Here's what Republicans really mean when they say they're fighting for 'parents' rights'

Here's what Republicans really mean when they say they're fighting for 'parents' rights'
Glenn Youngkin, Public Domain

Today's Election Day in Virginia. The top issue is reportedly "parents' rights." I had some thoughts about that but first wanted to see arguments in favor laid out in full. My friend Bill Scher is watching the governor's race for Washington Monthly. I asked if he knew of an article capturing the position. He said, "An honest one?" I guess enough said about that.

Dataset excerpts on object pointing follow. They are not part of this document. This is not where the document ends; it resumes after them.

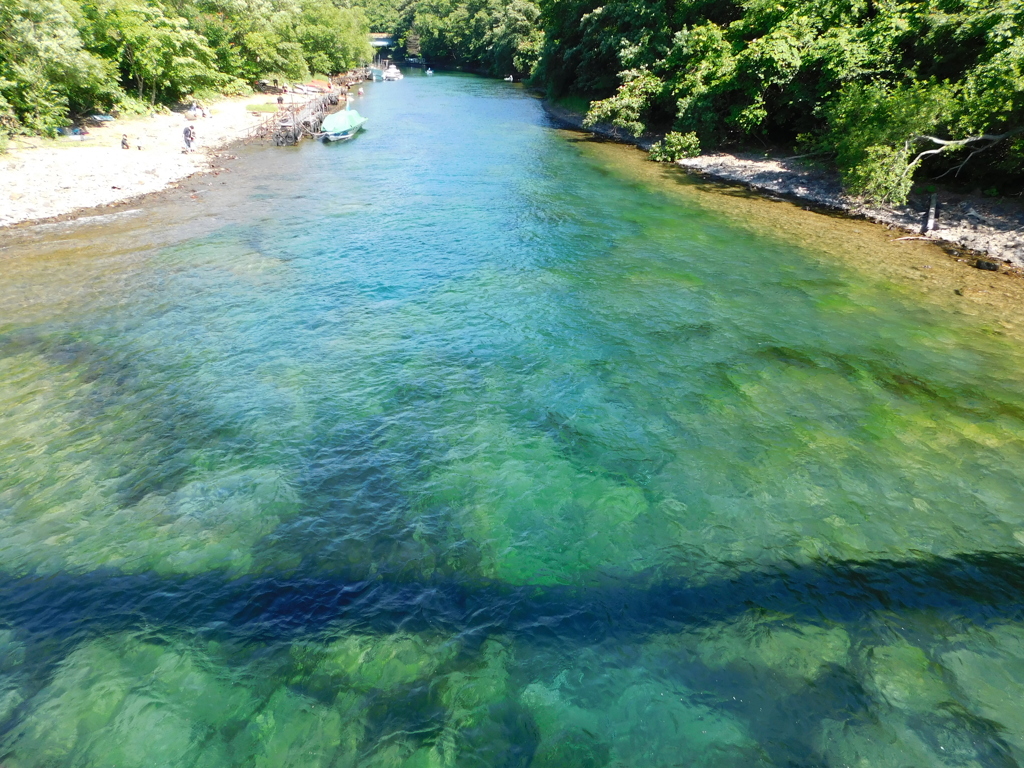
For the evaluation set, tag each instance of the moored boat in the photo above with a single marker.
(341, 126)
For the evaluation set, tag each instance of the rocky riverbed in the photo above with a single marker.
(990, 226)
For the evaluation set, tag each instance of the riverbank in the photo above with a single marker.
(991, 227)
(44, 179)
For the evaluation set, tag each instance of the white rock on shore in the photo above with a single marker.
(40, 179)
(970, 221)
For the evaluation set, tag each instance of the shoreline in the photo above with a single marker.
(53, 180)
(991, 230)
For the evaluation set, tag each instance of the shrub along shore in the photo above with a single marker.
(983, 226)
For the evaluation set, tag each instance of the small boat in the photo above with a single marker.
(341, 126)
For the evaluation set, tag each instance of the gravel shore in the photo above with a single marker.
(991, 227)
(42, 179)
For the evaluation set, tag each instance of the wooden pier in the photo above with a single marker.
(294, 122)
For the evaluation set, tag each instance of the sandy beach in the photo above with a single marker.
(44, 178)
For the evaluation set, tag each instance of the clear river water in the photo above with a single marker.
(473, 442)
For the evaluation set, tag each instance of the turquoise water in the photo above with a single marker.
(473, 443)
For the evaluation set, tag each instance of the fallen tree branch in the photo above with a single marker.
(944, 144)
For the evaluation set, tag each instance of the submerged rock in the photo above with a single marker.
(904, 677)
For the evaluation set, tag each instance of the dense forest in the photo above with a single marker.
(60, 58)
(889, 90)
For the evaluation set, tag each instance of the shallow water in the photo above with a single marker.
(471, 442)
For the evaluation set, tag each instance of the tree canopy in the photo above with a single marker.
(890, 90)
(59, 58)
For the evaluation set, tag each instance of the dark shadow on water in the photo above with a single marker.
(980, 588)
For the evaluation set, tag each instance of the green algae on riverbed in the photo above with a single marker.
(503, 451)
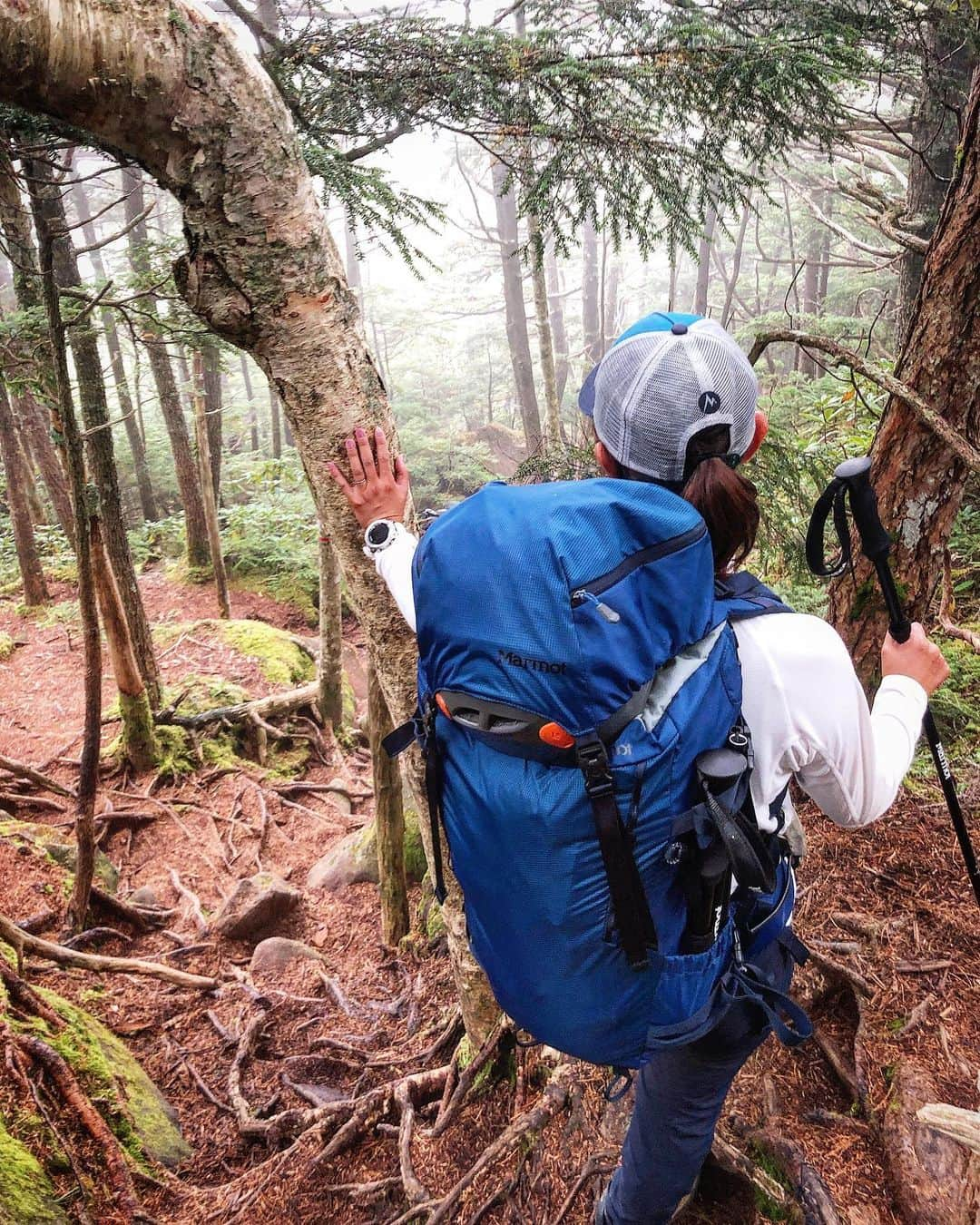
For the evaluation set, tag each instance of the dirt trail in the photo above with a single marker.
(887, 903)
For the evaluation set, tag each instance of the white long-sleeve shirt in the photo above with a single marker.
(804, 706)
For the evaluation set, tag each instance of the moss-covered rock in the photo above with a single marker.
(416, 865)
(280, 659)
(137, 1112)
(42, 840)
(353, 860)
(27, 1196)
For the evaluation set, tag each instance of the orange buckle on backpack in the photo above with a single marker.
(555, 735)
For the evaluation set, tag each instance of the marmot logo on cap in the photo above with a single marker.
(710, 402)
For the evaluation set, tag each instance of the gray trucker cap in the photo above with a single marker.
(664, 380)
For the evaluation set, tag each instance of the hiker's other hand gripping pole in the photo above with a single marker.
(851, 480)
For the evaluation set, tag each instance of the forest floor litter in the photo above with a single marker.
(887, 912)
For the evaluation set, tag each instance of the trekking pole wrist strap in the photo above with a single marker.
(630, 909)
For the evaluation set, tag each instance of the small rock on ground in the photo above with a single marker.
(258, 904)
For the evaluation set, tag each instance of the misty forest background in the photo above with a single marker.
(198, 664)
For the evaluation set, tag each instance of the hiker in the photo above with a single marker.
(674, 406)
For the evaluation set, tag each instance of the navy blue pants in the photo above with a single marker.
(679, 1098)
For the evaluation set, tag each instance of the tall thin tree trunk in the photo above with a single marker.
(704, 262)
(15, 227)
(559, 331)
(545, 340)
(66, 426)
(514, 310)
(919, 480)
(275, 423)
(592, 336)
(182, 94)
(737, 263)
(389, 819)
(137, 738)
(610, 299)
(331, 671)
(199, 555)
(935, 139)
(252, 407)
(213, 410)
(135, 438)
(49, 217)
(32, 573)
(210, 494)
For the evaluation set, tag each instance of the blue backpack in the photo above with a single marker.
(580, 700)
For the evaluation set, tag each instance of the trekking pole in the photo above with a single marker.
(851, 478)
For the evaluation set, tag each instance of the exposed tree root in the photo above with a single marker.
(18, 769)
(24, 942)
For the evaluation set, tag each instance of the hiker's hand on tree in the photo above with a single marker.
(917, 658)
(377, 489)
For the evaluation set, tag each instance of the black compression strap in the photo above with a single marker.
(630, 909)
(434, 781)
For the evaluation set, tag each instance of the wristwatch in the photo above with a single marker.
(378, 534)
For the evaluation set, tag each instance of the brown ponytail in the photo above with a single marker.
(729, 505)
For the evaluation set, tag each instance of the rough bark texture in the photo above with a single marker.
(514, 304)
(331, 668)
(49, 218)
(261, 266)
(934, 136)
(389, 821)
(199, 555)
(32, 574)
(919, 479)
(213, 408)
(135, 438)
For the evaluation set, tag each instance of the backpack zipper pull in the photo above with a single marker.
(581, 595)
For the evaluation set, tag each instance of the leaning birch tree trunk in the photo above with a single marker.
(329, 671)
(32, 573)
(172, 86)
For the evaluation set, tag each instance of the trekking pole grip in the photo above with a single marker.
(854, 475)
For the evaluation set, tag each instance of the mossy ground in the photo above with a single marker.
(139, 1115)
(279, 658)
(42, 840)
(27, 1196)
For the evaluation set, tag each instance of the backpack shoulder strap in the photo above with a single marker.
(740, 597)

Juan Williams got ahead of me. He's a news analyst for Fox. He's also a Black conservative, which is not a white conservative who happens to be Black. In his latest for The Hill, Williams said "parents' rights" in Virginia is code for white power. "It is a campaign to stop classroom discussion of Black Lives Matter protests or slavery because it could upset some children, especially white children who might feel guilt."

He added:

"Unlike their earlier defense of Confederate monuments, the "Parents' Rights" campaign message at first glance looks to have zero to do with race. That puts Democrats on the defensive. They are in the uncomfortable position of calling the attention of suburban white moms to divisive racial politics being used by Republican Glenn Youngkin's campaign."

Put these together — it's a dishonest argument and it's designed to put Democrats on their heels. But that's where I think I might be able to help. Those "suburban white moms"? They're the respectable white people I spend so much time talking about. They care for their kids. They fear for their kids. No one should blame them. But they need to know there's something scarier: men talking about parents' rights. Williams is right. It's code for anti-Black. But as a conservative, a Black one, he seems rather blind to the other awful truth. It's anti-woman.

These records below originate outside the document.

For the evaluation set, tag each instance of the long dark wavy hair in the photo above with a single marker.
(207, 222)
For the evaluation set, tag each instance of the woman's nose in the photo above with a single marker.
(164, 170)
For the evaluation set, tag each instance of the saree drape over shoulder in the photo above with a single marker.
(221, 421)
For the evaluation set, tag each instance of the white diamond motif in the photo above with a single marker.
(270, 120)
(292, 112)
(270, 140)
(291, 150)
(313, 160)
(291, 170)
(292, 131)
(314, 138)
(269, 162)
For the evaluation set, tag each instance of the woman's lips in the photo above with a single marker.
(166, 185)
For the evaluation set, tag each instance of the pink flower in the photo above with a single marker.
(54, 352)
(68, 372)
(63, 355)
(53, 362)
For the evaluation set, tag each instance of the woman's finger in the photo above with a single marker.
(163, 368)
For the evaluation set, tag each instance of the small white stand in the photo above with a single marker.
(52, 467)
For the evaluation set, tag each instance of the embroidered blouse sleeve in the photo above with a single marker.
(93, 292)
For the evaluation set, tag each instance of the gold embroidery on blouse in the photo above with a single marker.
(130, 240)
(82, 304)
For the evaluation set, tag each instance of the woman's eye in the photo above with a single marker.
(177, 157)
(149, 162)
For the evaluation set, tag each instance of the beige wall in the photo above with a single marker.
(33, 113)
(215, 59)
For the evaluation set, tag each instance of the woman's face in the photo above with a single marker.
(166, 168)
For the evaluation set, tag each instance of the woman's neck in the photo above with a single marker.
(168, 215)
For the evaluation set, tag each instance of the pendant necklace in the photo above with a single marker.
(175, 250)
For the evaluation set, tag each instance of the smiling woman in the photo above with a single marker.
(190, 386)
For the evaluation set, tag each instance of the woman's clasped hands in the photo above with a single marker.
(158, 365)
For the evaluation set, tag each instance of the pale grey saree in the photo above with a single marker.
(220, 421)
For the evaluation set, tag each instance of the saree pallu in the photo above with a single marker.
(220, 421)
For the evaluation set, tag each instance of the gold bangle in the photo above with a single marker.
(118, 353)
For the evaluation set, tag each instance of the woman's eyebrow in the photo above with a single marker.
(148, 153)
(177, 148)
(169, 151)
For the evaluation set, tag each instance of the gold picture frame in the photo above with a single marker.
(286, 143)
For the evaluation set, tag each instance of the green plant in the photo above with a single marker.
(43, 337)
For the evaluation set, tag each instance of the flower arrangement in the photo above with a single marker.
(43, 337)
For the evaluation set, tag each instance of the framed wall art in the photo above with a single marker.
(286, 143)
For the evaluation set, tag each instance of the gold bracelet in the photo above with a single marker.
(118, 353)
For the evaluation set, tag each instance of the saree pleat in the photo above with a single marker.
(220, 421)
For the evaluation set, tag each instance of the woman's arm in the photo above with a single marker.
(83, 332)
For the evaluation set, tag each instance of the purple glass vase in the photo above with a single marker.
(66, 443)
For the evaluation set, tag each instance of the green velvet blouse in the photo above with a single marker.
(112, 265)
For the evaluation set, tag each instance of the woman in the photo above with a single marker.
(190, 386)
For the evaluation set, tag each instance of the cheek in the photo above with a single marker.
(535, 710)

First, remember what I said Monday. There's always someone willing to make the goals of the authoritarian collective, which is what the GOP has become, seem respectable. In Virginia, that's gubernatorial candidate Glenn Youngkin. He's very good at respectability politics. Right now, he's riding an anti-Black backlash, but he's casting himself as a kind of warrior for "suburban white moms" and their kids.

He's not. What he's doing is rationalizing the thing "suburban white moms" need to fear, which is this: a long effort to restore America to its original, Godly and "constitutional" order by which white Christian men stand atop, ruling over everyone else, including their women. Indeed, the first goal of authoritarians is putting women back in their place in the natural orders of power, which means making them, once again, dependent on a man for their health, safety and good fortune.

What does this have to do with "suburban white moms"? Parents hold a special place in the natural order of things. There's God over Mankind, men over women and — right before you get to white people being over everyone else — there's parents over children. The "over" here is important to bear in mind, because whoever's "over" is the one in charge. Whoever's "under" is expected to obey. Otherwise, it's a perversion of the natural order of things, which must be punished.

In the world of the authoritarian collective, which is what the GOP has become, there's no democracy between and among the natural orders of power, because there is no such thing as political equality. None.

Efforts to reform the natural order of things, which is to say, for instance, efforts to enshrine greater rights and privileges for women on account of being created equally, are met with fierce opposition. Efforts can't be, according to the authoritarians, driven by morality, because morality isn't about doing unto others what you would have done unto you. Morality is about authority. It's about obedience. A woman asking for equality is a woman asking for punishment.

What does this have to do with public education? Public education is the greatest tool invented for flattening the natural order of things, creating space for demands for political equality, where there was no space before when morality was about obedience instead of morality. An educated girl is one who might question the authority of her father before questioning the authority of her husband. (Forget about LGBTQ rights, because in the authoritarian world, LGBTQ people do not exist.) Public education doesn't punish girls for asking for political equality, as it should. Instead, it validates, supports and drives their hunger for it.

So when Youngkin says the first thing he's going to do is use the power of the state to censor information and police thought ("I will ban critical race theory"), what he's saying is he's going to use the power of the state to restore the natural order of things — to bring Virginia back to its original, Godly and "constitutional" order by which white Christian men stood atop the hierarchy, ruling over everyone else, including their women. When he says he's gonna fight for parents' rights, the parent doesn't include moms. Just men, and their women.

This is what "suburban white moms" need to know. Whether they believe it or not is another question. No one appears to be saying what needs saying, which is that "parents' rights" isn't only code for white power. "Parents' rights" is about protecting the "rights" of men.